# Togging in the ships?



## tuggitog (Jan 22, 2010)

My first yak(Hobie outback) is ready to be launched!!! and Kipto is my first choice to get it wet...
Are there any togs in those ships? Things I need to know before entering on of those ships? What are water conditions like?
Any inputs will be greatly appreciated.
Thank you,


----------



## adp29934 (Dec 30, 2008)

I would also like some info on that area as well. I have been on the fence a long time about taking my barge (canoe) over there. Would love to try it out on a calm day. Are there launch fees for small boats? 

-Alex


----------



## NTKG (Aug 16, 2003)

Not trying to sound like an ass but if this is your first time out in a yak, it might be a good idea to do it in calm water and practice re-entry before going into the bay espec with cold water and current.


----------



## Too Busy (Sep 7, 2007)

X2

I hit it on a cold December day a couple of years ago and it looked like a washing machine with 3 foot high chop and slop. Not a place for novice paddlers.


----------



## adp29934 (Dec 30, 2008)

?


----------



## c.story (Jul 28, 2009)

I went out there on Saturday and fished the ships for a couple of hours. It was ROUGH! Pick your days to go. I did catch one tog, but most of time was spent bouncing off the inside of the ships and preparing for a quick exit. I would not suggest going there when it's anything over 1-2 feet, if you're not accustomed to heavy seas. The fish are there, just make sure that you can handle what you're getting yourself in to.


----------



## huntingwood (Jun 13, 2009)

plenty of tog inside the ships - watch out for the giant hunks of concrete overhead hanging by a thread of rusted rebar. plenty of togs outside the ships too, but it is hard to get a line down right next to the structure of the ships because the sides slant down away from you underwater...

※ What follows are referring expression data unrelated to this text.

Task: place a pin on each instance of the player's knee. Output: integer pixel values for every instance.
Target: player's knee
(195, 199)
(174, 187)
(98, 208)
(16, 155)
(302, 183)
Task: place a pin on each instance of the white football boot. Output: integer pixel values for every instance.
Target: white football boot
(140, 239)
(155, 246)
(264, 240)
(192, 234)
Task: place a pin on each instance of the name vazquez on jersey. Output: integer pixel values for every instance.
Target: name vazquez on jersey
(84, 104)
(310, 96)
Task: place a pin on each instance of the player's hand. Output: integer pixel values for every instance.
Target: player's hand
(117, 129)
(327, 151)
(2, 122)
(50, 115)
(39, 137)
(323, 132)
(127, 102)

any reasonable wind out of the east (or NE, SE) you will be fine, it will be like a lake over there. anything with west in it and it will be choppy and more difficult, although you can still hide out on the east side of the ships. I agree with NTKG that you should always be able to re-enter, no matter where you are going. 

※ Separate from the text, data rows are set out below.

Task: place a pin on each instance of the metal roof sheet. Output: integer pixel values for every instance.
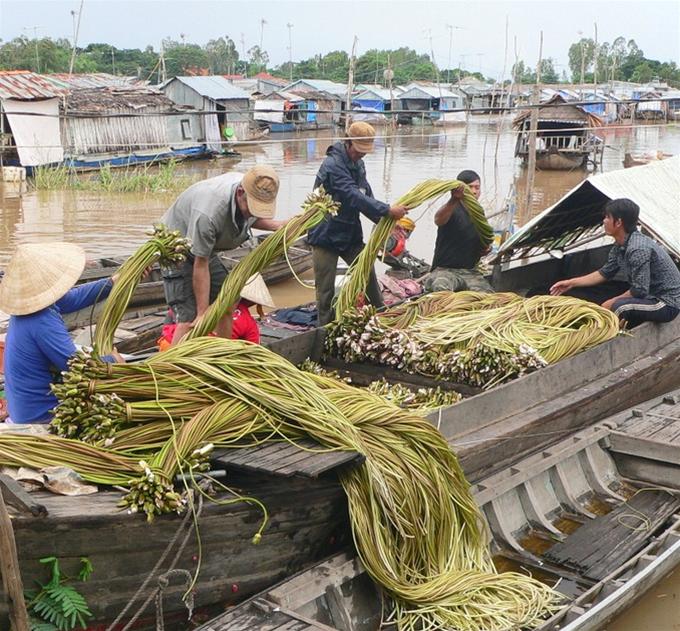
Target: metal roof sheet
(321, 85)
(27, 86)
(432, 92)
(655, 187)
(213, 87)
(90, 80)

If it were me I would just get out there and do it on the next east wind. However, I generally wear a wetsuit when fishing out of the kayak in cold water. I see people out in kayaks in waders all the time, which is fine assuming that you can get back in the boat quickly if you flip. But if something happened where you couldn't re-enter, you won't last long in the water without a wetsuit, especially as it gets colder over the next month.

good luck!


----------



## huntingwood (Jun 13, 2009)

just saw your reply c. story. As I recall, saturday was blowing pretty hard SW or SSW. I was thinking about going myself, but decided to stay on this side of the bay when I saw that wind.


----------



## tuggitog (Jan 22, 2010)

Thank you all for your kind words and concerns.
I think Im gonna wait to warmer weather or find warmer water...
Much appreciated!!!


----------



## ComeOnFish (Apr 8, 2009)

tuggitog said:


> Thank you all for your kind words and concerns.
> I think Im gonna wait to warmer weather or find warmer water...
> Much appreciated!!!


I am a big time self-rescue practice advocate. Where do you live in NoVa? I can take you to Lake Anna (Warm side) in winter for fishing. You can practice self rescue after fishing, after heating up the vehicle. Self rescue practice is not that bad if you plan it properly.

Joe


----------



## BadCujo (Jun 9, 2006)

Tugg. . Take ComeOnFish up on the invite. This is the most critical part of Yakin. I am picking up a Pro Angler this weekend. I taught whitewater canoeing and kayaking for a living . . a number of years ago. I will not launch this thing without some serious updates. Re-entry in every condition is a must. Don't do it, or you could end up like the poor soul in Rehobeth Bay a few weeks ago.


----------